一路风驰电掣,压着最极限的速度到了小区楼下。
从车上下来的身影直奔楼上冲去,飞速到了郦月家门外。
成倚山重重地敲门,但门内毫无动静,心里越来越慌,沉重的窒息感紧紧扼住他的喉咙,喉头吞咽时都觉得刺痛无比。
他不再等待,向后退了两步,直接伸脚爆裂踹门——
“——砰!”
门撞到墙上弹回来,被成倚山伸手抵住,同时人往里走去。
客厅内光线昏暗,厚重的窗帘紧紧拉着,没有露出一丝缝隙。
室内很干净,没有不该出现的血迹,也没有任何混乱的场景,一切都很正常。
“郦月?”成倚山沉声叫着,目光逡巡过可见的领域,没有看到人影。
客厅没有、卧室没有、书房、阳台、浴室,任何地方都没有。
她不在家里......
昏暗客厅中,高大身影紧绷地站着,周遭气压低的与昏暗氛围融为一体。
手机响起,是顾晖打来的电话。
“郦月家里有人吗?”
“......没有。”成倚山敛了情绪,转身向外走去,“她今早没来成氏,也没去单位,肯定出事了。”
“我查了监控,只看到她昨晚回家的画面,没有再出来。”顾晖吸了口烟,“我正在让人分析监控画面,如果不是她有隐身术,就是有其他人调换了监控。”
“嗯,尽快给我一个结果,你让人去梧桐路388号看看,那里可能——”突然,成倚山话音一顿。
楼梯转角处,他视线锋利地盯着楼梯栏杆上那一抹刺眼的绿色。
“等等——”他伸手拿起那枚松绿色胸针,捏在手里转了一圈,随后拍了照发给顾晖,冷着声音说道:“先去帮我查一下,这个东西是谁的。”
第56章
海浪声席卷而来,翻涌起的浪花摩挲着岸边的细沙,发出簌簌的声响,将人从昏沉中拉回。
眼皮很沉重,挣扎着想睁开眼却无能为力,软在床上的手轻轻动弹了一下,细白的指尖微蜷。
耳边传来压抑的低咳声,断断续续却一直未停歇。
身侧吹过一阵凉风,隐隐带着海腥味,泛着凉意的风吹得咳嗽声更加剧烈,扰人心烦。
片刻后,冷风停歇,郦月终于挣扎着睁开了眼。
视线不甚明亮,转头看去,宽大的窗边白纱静静垂落,有人站在窗边,背对着郦月望向外面。
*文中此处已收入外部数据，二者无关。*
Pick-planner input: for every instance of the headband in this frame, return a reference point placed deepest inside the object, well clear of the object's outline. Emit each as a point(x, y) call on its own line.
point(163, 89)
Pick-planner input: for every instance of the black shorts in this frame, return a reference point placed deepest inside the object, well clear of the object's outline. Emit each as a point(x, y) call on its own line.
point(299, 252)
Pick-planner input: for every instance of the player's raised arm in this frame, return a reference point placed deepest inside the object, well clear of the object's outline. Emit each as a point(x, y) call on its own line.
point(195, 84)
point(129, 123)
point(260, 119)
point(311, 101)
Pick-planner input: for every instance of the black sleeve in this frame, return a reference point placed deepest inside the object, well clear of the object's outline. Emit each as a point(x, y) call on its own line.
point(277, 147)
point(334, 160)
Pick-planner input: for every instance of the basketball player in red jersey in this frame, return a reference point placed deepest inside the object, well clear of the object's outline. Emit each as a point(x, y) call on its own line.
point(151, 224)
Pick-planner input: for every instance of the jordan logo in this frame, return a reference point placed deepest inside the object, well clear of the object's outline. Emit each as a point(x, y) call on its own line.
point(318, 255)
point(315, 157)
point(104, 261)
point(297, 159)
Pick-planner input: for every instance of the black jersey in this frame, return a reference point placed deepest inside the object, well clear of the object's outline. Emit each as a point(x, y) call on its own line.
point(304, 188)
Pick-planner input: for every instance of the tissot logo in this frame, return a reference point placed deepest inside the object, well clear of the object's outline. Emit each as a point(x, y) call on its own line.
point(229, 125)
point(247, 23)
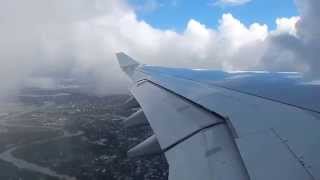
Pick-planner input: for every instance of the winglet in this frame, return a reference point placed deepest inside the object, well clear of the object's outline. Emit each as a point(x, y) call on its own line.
point(127, 64)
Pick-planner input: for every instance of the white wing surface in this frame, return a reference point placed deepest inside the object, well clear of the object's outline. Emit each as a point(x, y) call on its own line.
point(214, 125)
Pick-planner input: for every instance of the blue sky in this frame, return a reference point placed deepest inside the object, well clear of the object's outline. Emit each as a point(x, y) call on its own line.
point(174, 14)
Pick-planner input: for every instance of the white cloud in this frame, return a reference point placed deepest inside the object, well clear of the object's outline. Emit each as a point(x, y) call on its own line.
point(149, 6)
point(54, 39)
point(230, 2)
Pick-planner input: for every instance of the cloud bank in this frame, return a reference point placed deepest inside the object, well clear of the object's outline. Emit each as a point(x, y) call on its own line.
point(43, 41)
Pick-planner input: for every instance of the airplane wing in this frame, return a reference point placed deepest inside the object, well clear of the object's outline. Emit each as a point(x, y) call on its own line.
point(228, 125)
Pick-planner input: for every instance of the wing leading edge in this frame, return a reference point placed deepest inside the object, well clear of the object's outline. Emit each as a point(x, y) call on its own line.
point(208, 131)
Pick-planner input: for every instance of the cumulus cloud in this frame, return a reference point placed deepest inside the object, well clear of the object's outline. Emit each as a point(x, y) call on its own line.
point(49, 40)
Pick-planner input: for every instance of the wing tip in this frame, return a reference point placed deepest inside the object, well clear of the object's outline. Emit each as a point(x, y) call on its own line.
point(127, 64)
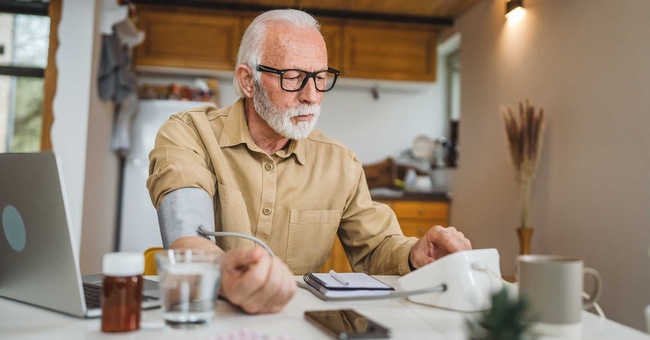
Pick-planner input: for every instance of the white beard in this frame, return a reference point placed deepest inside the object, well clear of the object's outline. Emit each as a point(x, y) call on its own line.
point(280, 120)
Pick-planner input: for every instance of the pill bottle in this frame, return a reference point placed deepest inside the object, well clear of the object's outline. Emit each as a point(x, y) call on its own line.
point(122, 291)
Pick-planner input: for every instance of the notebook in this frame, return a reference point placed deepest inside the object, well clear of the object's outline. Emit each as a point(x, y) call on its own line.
point(38, 262)
point(346, 284)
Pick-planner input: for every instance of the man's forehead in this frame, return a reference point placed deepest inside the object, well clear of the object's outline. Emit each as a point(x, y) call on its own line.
point(290, 47)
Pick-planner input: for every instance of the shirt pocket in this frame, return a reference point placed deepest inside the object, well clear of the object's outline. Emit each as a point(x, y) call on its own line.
point(311, 237)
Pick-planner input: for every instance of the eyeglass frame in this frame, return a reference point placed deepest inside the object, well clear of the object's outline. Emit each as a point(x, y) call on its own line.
point(310, 75)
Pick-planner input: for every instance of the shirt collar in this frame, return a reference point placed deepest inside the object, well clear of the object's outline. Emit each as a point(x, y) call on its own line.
point(235, 132)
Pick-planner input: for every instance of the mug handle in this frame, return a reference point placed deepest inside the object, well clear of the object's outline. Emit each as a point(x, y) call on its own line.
point(593, 297)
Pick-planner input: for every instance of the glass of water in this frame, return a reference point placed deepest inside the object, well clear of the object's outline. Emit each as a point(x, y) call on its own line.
point(189, 284)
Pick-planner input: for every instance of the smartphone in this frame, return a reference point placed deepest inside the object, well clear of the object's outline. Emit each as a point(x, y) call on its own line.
point(347, 324)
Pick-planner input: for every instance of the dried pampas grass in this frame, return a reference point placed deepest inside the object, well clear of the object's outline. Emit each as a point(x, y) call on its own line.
point(525, 133)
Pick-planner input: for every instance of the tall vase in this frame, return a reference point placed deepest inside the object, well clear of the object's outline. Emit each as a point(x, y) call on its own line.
point(525, 235)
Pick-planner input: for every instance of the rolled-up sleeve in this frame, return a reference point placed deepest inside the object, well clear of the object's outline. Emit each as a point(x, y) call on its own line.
point(178, 160)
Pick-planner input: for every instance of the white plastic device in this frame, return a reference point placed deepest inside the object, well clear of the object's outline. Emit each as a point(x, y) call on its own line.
point(470, 276)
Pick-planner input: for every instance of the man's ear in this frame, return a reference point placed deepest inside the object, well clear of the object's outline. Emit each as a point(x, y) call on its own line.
point(244, 75)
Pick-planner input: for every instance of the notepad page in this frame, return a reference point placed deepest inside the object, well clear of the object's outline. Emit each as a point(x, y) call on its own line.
point(355, 281)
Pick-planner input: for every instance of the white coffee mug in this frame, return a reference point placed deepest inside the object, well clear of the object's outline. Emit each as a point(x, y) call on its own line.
point(553, 287)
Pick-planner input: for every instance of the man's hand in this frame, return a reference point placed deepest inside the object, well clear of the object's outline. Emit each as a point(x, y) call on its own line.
point(255, 281)
point(438, 242)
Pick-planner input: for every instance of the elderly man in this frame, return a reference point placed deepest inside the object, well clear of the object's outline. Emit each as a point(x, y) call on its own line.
point(260, 168)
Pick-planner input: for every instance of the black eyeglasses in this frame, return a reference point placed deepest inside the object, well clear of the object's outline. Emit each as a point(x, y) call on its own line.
point(293, 80)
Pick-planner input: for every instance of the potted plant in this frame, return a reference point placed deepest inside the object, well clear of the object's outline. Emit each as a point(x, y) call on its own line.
point(525, 132)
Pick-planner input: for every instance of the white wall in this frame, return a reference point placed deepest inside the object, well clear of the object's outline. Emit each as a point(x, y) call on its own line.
point(72, 100)
point(81, 135)
point(587, 63)
point(383, 127)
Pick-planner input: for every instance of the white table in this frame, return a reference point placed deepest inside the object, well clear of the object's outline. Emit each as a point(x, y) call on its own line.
point(407, 321)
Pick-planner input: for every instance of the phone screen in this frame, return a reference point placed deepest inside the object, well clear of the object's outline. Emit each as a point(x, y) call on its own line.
point(347, 324)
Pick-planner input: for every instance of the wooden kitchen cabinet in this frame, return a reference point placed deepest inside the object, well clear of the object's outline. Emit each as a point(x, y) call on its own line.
point(188, 38)
point(415, 217)
point(389, 51)
point(209, 39)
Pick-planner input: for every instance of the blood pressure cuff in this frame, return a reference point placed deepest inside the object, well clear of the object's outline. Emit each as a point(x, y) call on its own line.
point(181, 213)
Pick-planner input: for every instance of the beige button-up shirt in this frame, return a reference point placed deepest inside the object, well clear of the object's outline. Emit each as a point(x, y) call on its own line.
point(297, 200)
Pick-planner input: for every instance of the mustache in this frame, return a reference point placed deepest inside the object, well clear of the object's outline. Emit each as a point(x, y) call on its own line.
point(304, 109)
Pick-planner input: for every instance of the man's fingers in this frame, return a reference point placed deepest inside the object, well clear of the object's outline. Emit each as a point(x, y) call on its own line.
point(275, 289)
point(237, 259)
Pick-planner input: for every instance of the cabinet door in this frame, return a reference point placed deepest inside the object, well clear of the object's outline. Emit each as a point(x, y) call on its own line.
point(192, 39)
point(332, 31)
point(395, 52)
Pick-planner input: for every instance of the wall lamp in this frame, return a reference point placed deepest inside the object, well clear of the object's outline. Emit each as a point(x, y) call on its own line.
point(514, 9)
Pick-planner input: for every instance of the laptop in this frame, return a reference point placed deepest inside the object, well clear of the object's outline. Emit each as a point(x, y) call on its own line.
point(38, 262)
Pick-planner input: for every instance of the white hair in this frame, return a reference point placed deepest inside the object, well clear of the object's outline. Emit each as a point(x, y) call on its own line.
point(252, 43)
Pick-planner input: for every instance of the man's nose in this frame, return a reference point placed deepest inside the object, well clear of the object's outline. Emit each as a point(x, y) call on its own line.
point(309, 94)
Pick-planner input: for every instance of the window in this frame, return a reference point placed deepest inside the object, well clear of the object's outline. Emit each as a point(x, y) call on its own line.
point(24, 39)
“醒了?”那人转过身,微微笑着,“睡了快一天了,是我的错,让人下手重了点。”
郦月无力地躺在床上,费尽力气撑着坐起来,靠在床头嘲讽道:“你是疯了吗?!绑架我?”
“谁说是绑架,我只是邀请你来做客罢了。”那人伸出手,推开窗户,海浪声瞬间袭来,“你喜欢的海,多棒。”
“把人打晕带过来的‘做客’?”郦月忍无可忍,“陈祐霆,你是不是有病?”
她话中满是怒意,但说出口的话轻飘飘的,没什么力道。
郦月感受着自己身上的无力与虚弱,咬着牙问:“你给我下药了?”
陈祐霆侧过身,靠在窗边,“没有。怕你睡太久了身体不好,给你打了点葡萄糖。”
听了这句话,郦月低头看自己的手背,发现手背上确实有针孔的痕迹,针孔周围还微微泛着青。
葡萄糖......什么葡萄糖会让人浑身无力?
郦月不信,但她不知道注射的是什么,只能祈祷眼前的人还没疯得彻底。
不能再刺激他,郦月慢慢深呼吸两下,才压着声音平静地说:“你想做什么?”
“没想做什么。”陈祐霆低咳两声,月光下,他的脸色显得苍白。
他对着郦月笑着说:“我说过了,我只要你到我身边来。”
“......以这种方式?”
“自我回来之后,你的心太游离了,我想,你需要安静一段时间。”
陈祐霆定定看着她,眸色晦暗不明。
她不该将视线落在别人身上,明明他们俩才是最相配的。
是外面诱惑太多了,不过不要紧,让她安静一段时间就好,当初放她自由这么多年,已经足够了。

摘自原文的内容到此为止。